Double Daylight Savings -- Why Stop Here?

It’s a lovely warm March Saturday, so tonight I’ll not only light the grill, I’ll also have a fire in the firepit. Because tonight is the last night before October that it will get dark before my son’s bedtime.

Yes, tomorrow starts Daylight Savings Time … or, as I consider it here in Indiana, double daylight savings time, since we spend the winter recognizing Eastern Standard Time even though we’re 100 miles deep into the Central Time Zone. But tonight we double down on that and set the clocks back. So tomorrow, it’s back to getting up and leaving for school and for work in the dark, just like in the bleakest days of early January.

I’m not trying to fight a lost battle all over again.

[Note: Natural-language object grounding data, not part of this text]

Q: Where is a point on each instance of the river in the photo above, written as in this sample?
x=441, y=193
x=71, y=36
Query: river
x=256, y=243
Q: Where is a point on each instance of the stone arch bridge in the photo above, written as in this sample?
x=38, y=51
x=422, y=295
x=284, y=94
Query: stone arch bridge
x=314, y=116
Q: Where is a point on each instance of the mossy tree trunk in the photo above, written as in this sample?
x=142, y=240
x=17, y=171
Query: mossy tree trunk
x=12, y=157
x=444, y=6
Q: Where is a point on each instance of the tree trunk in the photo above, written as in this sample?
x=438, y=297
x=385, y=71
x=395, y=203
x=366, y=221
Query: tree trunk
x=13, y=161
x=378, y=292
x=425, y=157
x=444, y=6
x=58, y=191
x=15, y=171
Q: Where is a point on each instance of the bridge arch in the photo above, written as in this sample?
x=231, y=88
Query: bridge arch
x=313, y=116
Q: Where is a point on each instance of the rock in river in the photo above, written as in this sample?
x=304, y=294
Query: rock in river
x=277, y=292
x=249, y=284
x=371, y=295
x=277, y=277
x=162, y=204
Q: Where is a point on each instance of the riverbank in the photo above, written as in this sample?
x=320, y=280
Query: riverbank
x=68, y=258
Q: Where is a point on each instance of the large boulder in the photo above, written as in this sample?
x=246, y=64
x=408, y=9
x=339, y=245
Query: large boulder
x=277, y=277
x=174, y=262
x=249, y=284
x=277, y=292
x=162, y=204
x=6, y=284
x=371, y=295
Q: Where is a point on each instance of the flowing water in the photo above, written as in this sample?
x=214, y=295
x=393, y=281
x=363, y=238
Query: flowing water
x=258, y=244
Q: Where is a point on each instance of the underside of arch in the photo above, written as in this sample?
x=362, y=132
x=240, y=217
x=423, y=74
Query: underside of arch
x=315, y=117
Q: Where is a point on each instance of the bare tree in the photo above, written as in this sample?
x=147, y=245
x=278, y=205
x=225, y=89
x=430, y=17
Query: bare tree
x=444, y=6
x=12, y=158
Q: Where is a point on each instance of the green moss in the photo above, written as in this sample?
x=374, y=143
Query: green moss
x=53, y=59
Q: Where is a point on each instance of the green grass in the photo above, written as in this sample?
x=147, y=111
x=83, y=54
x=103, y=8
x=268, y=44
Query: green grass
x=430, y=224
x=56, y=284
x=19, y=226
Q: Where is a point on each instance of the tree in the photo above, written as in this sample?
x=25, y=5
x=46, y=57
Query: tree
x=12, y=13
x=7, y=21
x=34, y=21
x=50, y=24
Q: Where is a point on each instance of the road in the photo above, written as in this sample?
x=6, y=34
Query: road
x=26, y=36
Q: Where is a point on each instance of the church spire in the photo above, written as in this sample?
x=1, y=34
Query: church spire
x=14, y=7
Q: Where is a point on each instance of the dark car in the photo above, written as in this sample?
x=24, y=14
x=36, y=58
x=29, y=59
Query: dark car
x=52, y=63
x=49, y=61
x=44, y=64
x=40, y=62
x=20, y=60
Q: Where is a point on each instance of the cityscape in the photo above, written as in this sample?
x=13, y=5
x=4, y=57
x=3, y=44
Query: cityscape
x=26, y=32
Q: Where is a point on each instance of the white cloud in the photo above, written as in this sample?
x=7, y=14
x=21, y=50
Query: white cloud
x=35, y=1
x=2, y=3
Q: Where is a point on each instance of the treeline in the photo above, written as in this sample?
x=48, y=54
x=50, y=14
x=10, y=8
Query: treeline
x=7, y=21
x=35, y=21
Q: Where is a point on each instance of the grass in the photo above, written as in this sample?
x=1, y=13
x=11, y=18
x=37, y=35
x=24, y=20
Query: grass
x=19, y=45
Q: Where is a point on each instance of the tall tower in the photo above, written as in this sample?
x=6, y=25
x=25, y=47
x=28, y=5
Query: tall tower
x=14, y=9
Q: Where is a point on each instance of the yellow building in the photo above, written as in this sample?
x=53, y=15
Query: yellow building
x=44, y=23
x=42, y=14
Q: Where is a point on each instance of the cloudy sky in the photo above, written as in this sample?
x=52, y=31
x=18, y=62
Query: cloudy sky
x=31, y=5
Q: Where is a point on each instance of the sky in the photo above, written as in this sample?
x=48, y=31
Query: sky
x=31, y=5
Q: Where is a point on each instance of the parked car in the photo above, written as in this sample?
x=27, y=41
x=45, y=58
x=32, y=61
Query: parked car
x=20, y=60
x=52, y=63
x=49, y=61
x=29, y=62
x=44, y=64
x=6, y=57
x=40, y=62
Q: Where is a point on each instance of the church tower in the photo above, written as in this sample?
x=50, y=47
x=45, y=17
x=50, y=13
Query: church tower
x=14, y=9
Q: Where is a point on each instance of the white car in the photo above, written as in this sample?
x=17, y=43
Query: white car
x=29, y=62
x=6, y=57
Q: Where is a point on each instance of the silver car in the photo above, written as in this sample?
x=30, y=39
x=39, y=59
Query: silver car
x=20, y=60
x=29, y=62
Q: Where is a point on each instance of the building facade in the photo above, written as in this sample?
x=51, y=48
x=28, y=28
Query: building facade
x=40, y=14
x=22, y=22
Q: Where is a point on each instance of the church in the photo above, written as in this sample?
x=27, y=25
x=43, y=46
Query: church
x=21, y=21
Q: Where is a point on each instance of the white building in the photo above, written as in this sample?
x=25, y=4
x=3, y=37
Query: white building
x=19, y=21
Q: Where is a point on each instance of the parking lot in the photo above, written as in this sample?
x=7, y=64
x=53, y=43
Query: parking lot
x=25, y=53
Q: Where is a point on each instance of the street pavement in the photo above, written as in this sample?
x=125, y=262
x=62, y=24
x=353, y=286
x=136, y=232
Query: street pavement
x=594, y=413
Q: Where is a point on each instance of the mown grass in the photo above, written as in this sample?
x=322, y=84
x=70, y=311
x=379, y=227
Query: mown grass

In fact, I’d like to suggest that if we’ve come this far, we might as well take this game to the logical conclusion.

If the purpose of daylight savings time is to maximize our daylight hours for leisure time after the traditional workday … what’s the point of having the workday start just a few minutes before or after we all go into our offices, schools, warehouses and factories? I say, let’s put Indiana on Greenwich Mean Time!

Having noon be the midpoint between sunrise and sunset is a pointless arbitrary exercise – even an old school curmudgeon like me doesn’t want as much morning as afternoon. I actually kind of like where we are right now – five hours of morning, seven-and-a-half hours of afternoon – just fine. Tomorrow it goes to four hours of morning and eight-and-a-half hours of afternoon.

But why stop there? Why waste so many more hours of daylight on being stuck inside working? If we were to go on Greenwich Mean Time tomorrow, it would still be getting light about the time church let out (and about the time the heathens rolled out of bed), and then it would stay light until 1 AM!

And starting Monday, how many of us would notice that the sun was coming up four hours, instead of four minutes, after we pulled into the parking garages under our offices? Ah, but we would have seven hours of daylight ahead of us when we got home from work at 5:30. Sure, it’s going to be thirty-seven degrees and drizzling (because it’s MARCH!) but those of us that want to can still get in 36 holes of golf.

The real beauty of this idea comes in June, when the days are longest, and even though they start at 10 AM, they still last until 3 AM! That’s almost ten hours of daylight after we get out of school and off work! Heck, that’s like having seven Saturdays a week!

Mark me down as a convert. Greenwich Mean Time! Quintuple Daylight Savings Time! Because daylight is wasted on the workday.